Zuletzt das wichtige Thema E-Government, wo es in den Kommunen und im Land ja schon diverse Ansätze und Möglichkeiten gibt.
Die Enquete-Kommission hat dieses Thema als ersten Themenschwerpunkt gewählt und intensiv zum Beispiel mit kommunalen Dienstleistern, den Kommunalen Spitzenverbänden und anderen Akteuren diskutiert. Es hat sich gezeigt, wie wichtig es ist, sich miteinander über konkrete Vorhaben und ihre mögliche technische Umsetzung zu verständigen, damit nicht unnötig finanzielle Ressourcen für Einzellösungen gebunden werden, die nachher nicht zusammenpassen und die Zusammenarbeit erschweren. Kommunale Selbstverwaltung oder Datenschutz sind in diesem Entwicklungsprozess wichtige Faktoren, die Beachtung finden müssen.
Inwieweit ist die Landesregierung in die Arbeit der Kommission eingebunden und gab es bereits erste Rückmeldungen?
Die Landesregierung ist von Anfang an eng in die Kommissionsarbeit einbezogen. Es hat sich herausgestellt, dass parallel zum Zeitpunkt des Einsetzungsbeschlusses bereits eine Vielzahl von Maßnahmen durch die Landesregierung umgesetzt oder eingeleitet worden war. Wir werden regelmäßig in umfangreichen Stellungnahmen und teilweise persönlich durch die zuständigen Minister unterrichtet und diskutieren mit ihnen über mögliche Veränderungsprozesse.

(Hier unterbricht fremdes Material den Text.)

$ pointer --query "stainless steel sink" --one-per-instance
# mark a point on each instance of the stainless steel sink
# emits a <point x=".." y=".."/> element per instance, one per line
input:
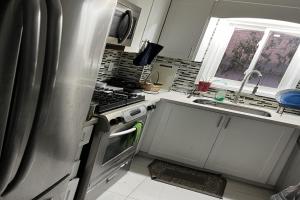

Wann wird die Kommission ihre Arbeit abschließen und welches Ziel soll erreicht werden? Inwiefern sind die Erkenntnisse bindend für die politischen Verantwortungsträger?
Wie schon erwähnt, befassen wir uns zurzeit mit den Vorschlägen der Experten. Die Empfehlungen der Enquete-Kommission und der einzelnen Fraktionen werden neben der politischen Bewertung auch davon abhängen, was die Landesregierung schon erreicht hat und wo Weiterentwicklungen oder Veränderungen für notwendig erachtet werden. Ebenso wird die Einschätzung der Kommunalen Spitzenverbände von Interesse sein. Inwieweit die Erkenntnisse bindend sind für die politischen Verantwortungsträger, das wird das Parlament beantworten müssen. Die Enquete-Kommission ist in erster Linie ein Arbeitsgremium, das Empfehlungen erarbeitet, also Vorschläge macht.